Maps an OpenAlex-like corpus (Arrow Dataset/Table or data.frame/tibble) to CSL JSON items and writes them into chunked files. The function creates the directory output (if not present) and writes files chunk_1.json, chunk_2.json, ... inside that directory.

Usage

corpus_to_csljson(
  project_dir,
  corpus = file.path(project_dir, "parquet"),
  output = file.path(project_dir, "csljson"),
  chunk_size = 10000,
  overwrite = FALSE,
  verbose = TRUE
)

Arguments

project_dir: Optional path to project directory. If provided, used to set default values for corpus and output parameters.

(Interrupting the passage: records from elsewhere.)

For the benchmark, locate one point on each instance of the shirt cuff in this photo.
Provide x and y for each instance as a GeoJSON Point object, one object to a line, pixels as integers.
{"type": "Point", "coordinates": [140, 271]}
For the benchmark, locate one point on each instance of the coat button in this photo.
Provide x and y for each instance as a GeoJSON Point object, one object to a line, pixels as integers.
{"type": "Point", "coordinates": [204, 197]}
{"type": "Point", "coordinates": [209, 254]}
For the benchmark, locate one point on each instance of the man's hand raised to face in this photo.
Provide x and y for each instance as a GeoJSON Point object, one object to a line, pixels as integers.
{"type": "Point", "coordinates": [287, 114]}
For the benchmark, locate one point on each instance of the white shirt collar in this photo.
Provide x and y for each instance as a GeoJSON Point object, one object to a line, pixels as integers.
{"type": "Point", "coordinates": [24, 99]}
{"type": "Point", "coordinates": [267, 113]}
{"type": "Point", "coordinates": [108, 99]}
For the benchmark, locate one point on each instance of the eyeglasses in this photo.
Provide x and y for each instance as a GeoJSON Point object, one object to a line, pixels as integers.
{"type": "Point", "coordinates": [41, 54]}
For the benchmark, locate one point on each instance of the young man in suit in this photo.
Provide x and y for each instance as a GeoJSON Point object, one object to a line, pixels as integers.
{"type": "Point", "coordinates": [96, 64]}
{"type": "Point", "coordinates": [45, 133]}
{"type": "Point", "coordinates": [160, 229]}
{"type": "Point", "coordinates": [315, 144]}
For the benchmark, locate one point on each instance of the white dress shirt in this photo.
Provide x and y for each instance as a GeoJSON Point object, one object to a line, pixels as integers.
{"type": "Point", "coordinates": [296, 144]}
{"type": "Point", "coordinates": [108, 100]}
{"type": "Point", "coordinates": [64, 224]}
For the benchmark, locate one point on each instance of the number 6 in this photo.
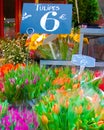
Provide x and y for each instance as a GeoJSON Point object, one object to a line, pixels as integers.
{"type": "Point", "coordinates": [45, 18]}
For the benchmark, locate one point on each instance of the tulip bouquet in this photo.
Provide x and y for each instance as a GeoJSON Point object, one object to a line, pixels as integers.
{"type": "Point", "coordinates": [3, 108]}
{"type": "Point", "coordinates": [19, 120]}
{"type": "Point", "coordinates": [70, 110]}
{"type": "Point", "coordinates": [24, 84]}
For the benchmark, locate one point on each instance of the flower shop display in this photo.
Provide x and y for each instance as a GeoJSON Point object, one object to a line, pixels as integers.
{"type": "Point", "coordinates": [16, 119]}
{"type": "Point", "coordinates": [64, 45]}
{"type": "Point", "coordinates": [14, 50]}
{"type": "Point", "coordinates": [55, 94]}
{"type": "Point", "coordinates": [70, 110]}
{"type": "Point", "coordinates": [24, 84]}
{"type": "Point", "coordinates": [3, 108]}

Can be omitted if corpus and output are specified explicitly.
corpus: Path to parquet dataset, parquet Dataset/Table (e.g., from arrow::open_dataset()) or a data.frame/tibble (e.g., from dplyr::collect()).
output: Path to a directory to create and populate with chunked CSL JSON files (chunk_1.json, chunk_2.json, ...).
chunk_size: Rows processed per chunk via DuckDB. Default: 10000.
overwrite: Overwrite output if it exists. Default: FALSE.
verbose: Print progress messages. Default: TRUE.

Value

Invisibly returns normalizePath(output).

Details

This converter targets the most common OpenAlex field layout and is resilient to missing columns by falling back to NULL/empty values in SQL. Mapping includes: title, year, DOI, container-title (venue), volume/issue/pages, authors (with basic given/family split and ORCID when present), URL/abstract, publisher and ISSN, language, keywords (collapsed to a single string), and an aggregated note with OA status and citation count. Records are processed in DuckDB-backed chunks for low memory usage.